Given equation is
$x^{3}+a x^{2}+b x+c=0$
Let $(\alpha, \beta, \gamma)$ be the roots of the given equation then according to given condition, we have
$2 \beta=\alpha+\gamma\,\,\,\,\,\,\,\,\,...(i)$
$(\because \alpha, \beta, \gamma$ are in $AP)$
Now, $\alpha+\beta+\gamma=-a$
$\Rightarrow \beta+2 \beta=-a\,\,\,\,$(Using Eq.(i)]
$\Rightarrow \beta=-\frac{a}{3}$
Since, $\beta$ is a root of given equation.

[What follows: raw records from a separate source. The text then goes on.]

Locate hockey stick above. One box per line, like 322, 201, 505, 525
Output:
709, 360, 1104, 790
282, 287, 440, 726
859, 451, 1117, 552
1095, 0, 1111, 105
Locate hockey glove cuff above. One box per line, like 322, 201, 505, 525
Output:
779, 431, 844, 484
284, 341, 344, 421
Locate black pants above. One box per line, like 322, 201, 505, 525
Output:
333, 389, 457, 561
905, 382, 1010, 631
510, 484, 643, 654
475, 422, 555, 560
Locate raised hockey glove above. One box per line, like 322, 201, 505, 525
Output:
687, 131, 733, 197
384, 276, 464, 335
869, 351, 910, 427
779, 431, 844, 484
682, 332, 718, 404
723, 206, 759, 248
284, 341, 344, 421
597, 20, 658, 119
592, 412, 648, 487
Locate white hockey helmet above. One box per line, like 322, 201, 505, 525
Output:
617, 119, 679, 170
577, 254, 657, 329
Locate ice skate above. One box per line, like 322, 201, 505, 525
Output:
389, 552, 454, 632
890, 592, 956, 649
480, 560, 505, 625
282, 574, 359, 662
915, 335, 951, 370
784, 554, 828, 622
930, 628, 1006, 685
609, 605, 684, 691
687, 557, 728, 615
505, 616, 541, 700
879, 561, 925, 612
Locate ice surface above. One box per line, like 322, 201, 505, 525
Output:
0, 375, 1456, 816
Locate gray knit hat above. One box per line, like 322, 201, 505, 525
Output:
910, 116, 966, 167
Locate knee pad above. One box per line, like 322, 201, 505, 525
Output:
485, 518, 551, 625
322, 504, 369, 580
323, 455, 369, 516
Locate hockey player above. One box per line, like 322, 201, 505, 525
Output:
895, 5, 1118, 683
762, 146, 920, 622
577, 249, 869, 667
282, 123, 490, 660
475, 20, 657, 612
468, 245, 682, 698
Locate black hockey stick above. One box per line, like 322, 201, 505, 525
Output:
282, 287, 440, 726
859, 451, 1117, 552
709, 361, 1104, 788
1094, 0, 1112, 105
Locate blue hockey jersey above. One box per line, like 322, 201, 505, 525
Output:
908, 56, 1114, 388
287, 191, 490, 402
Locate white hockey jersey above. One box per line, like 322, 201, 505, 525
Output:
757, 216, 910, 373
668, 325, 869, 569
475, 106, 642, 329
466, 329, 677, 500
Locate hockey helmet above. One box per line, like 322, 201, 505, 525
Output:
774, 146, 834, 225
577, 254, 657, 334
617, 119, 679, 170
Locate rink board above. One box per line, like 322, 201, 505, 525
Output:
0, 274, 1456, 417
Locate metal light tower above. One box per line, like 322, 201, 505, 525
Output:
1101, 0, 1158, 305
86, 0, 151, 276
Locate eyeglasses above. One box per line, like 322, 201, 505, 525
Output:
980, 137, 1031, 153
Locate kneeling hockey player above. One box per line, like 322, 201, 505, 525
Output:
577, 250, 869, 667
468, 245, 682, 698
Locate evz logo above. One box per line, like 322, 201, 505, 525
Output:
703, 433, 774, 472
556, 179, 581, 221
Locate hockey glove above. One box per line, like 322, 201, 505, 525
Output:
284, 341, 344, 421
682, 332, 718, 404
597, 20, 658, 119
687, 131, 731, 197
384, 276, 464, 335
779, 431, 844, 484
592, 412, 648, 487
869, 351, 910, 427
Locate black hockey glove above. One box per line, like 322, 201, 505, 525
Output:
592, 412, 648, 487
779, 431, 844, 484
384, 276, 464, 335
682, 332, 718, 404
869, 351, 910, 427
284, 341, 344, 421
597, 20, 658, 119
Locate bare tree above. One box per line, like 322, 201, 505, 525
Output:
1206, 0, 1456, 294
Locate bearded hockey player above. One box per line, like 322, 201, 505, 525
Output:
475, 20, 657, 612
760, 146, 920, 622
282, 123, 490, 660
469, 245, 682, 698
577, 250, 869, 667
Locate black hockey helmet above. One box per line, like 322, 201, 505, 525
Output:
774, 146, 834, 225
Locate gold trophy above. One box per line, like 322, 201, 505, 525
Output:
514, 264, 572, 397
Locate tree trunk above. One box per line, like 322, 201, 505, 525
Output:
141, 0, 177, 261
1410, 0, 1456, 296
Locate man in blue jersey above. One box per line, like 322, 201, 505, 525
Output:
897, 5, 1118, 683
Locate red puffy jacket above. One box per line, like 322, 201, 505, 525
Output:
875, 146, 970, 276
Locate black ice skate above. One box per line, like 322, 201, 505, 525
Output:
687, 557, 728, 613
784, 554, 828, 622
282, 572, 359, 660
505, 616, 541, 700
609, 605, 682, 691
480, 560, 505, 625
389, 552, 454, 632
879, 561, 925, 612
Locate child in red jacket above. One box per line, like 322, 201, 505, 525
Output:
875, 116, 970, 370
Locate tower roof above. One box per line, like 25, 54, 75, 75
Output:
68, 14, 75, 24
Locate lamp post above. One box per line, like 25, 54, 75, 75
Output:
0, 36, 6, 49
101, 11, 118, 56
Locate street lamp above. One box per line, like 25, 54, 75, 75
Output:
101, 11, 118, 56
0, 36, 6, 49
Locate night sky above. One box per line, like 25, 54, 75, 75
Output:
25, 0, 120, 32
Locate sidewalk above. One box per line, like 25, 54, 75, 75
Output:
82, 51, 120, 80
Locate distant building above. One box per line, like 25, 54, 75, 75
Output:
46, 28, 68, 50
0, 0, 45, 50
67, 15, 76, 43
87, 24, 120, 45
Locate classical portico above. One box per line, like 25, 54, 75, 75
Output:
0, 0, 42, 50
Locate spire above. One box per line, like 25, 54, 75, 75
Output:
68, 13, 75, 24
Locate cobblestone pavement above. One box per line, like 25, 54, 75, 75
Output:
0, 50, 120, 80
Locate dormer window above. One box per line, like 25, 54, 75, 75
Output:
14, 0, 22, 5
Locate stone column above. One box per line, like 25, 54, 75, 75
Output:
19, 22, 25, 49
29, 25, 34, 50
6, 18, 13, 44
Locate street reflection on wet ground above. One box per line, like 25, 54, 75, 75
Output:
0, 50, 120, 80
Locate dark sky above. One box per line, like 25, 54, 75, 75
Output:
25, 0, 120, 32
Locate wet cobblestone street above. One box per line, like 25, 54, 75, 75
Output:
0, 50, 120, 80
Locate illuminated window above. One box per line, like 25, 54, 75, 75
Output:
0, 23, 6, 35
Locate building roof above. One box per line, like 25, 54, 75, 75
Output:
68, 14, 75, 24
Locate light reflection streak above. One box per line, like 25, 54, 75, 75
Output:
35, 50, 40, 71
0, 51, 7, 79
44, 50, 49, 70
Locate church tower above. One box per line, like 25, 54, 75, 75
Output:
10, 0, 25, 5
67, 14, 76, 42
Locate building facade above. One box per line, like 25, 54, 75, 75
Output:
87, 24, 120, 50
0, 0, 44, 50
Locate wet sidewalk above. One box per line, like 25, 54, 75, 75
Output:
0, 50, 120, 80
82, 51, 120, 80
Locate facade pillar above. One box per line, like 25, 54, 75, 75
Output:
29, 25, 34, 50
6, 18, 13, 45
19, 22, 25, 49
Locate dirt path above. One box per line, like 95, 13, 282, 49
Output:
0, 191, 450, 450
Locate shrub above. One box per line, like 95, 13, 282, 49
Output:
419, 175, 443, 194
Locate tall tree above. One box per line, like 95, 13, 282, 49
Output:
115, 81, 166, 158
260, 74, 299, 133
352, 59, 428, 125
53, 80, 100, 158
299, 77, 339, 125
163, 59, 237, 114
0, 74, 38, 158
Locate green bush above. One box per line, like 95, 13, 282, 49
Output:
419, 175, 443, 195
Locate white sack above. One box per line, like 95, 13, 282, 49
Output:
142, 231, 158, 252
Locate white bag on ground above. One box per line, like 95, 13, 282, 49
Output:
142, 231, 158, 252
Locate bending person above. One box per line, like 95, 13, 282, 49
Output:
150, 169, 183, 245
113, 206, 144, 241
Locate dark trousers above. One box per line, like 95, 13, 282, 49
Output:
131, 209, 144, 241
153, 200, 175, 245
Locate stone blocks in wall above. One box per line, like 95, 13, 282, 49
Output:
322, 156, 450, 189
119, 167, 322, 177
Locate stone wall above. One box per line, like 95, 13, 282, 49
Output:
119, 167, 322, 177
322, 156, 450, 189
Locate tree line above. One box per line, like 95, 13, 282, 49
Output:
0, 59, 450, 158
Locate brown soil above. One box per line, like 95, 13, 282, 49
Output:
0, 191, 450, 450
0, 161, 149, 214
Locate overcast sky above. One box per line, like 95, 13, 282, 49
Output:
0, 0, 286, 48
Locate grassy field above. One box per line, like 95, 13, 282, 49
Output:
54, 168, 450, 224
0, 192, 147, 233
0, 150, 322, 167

So, $\beta^{3}+a \beta^{2}+b \beta+c=0$
$\Rightarrow \left(-\frac{a}{3}\right)^{3}+a\left(\frac{-a}{3}\right)^{2}+b\left(\frac{-a}{3}\right)+c=0 $
$\Rightarrow -\frac{a^{3}}{27}+\frac{a^{3}}{9}-\frac{a b}{3}+c=0 $
$\Rightarrow -a^{3}+3 a^{3}-9 \,a b+27 c=0 $
$\Rightarrow 2 a^{3}-9 \,a b+27\, c=0 $
$\therefore 2 a^{3}-9 \,a b=-27 c$